It's almost an article of liberal faith that the ability to misconstrue the essence of a message is a inalienable birthright. John Dickerson, writing in Slate, argues that Libertarian Republican presidential candidate Ron Paul's counter-message at the recent Republican debate was criticized because he expressed "unpopular opinions." The confusion between popularity and the credible explication of events is, indeed, a hallmark of modern liberalism.
Mr. Dickerson further expands his theme by arguing that Paul's assertion that 9/11 was the result of our presence in the Middle East is, in fact, a GOP talking point. However, as always, he misses the larger point: bin Laden himself has issued fatwas that stipulate that America's power projection worldwide, but in particular in the Middle East, were the predicates for 9/11, so that is not at issue. Rather, the more profound question is whether the U.S.'s efforts to correct the balance of dictatorships and totalitarian regimes is a legitimate global role?
That is, does Mr.
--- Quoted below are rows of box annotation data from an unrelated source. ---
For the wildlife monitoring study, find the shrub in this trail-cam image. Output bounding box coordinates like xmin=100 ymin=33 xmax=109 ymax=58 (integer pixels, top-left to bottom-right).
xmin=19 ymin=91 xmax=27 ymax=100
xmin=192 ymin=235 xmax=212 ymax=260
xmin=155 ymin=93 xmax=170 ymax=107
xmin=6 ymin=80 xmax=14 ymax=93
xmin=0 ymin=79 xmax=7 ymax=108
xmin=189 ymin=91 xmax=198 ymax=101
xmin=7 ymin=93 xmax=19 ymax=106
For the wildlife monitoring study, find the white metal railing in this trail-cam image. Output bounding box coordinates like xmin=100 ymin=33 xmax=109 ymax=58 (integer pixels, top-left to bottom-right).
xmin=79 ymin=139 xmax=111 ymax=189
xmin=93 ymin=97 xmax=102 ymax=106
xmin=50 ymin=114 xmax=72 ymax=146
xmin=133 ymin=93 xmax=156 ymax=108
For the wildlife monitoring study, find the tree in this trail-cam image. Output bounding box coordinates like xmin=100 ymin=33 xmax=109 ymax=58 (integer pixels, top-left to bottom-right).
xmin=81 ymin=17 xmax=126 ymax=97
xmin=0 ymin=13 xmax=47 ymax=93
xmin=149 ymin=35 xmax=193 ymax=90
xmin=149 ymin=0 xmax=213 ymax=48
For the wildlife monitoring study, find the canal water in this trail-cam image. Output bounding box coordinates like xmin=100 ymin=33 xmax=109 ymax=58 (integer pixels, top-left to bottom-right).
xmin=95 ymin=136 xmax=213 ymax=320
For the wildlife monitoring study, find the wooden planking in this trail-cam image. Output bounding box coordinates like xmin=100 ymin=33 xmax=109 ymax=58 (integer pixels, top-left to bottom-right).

Paul's appraisal of American values include its renowned exceptionalism, and does he agree that the degree to which the U.S. can seed those democratic values in otherwise hostile civic nations not only improves the lives of their citizens but provides a measure of security for ourselves? Or, is he effectively arguing that the U.S. should mimic the isolationist instinct of the late 30s and wall ourselves in from the world, hoping the Islamic barbarians will decide to no longer pursue our demise?
Dickerson's other points merely confirm the left's apparently limitless capacity for drawing the wrong conclusions as he argues that the GOP should allow opinions such as Paul's because theirs is allegedly a big tent party. Whether pro-abortion candidates such as Mr. Guiliani should be allowed into the party will play itself out as the primaries heat up, but the more fundamental question is whether the party wants to brook theories that are antithetical to the core values of our Republic--specifically, that America is an unambiguous force for good in the world, that the radical Islamists are, in truth, the agents of evil.
The problem with Mr. Paul's argument is that it challenges those historically hallowed precepts and implicitly suggests that the Islamists' civic philosophy is on equal moral footing with ours and, as such, that they have the right to attack America. It's a despicable inversion of the truth but one that the liberal arm of the Democratic Party shares with Mr. Paul. As such, he would be welcome in that party rather than running as a Libertarian Republican.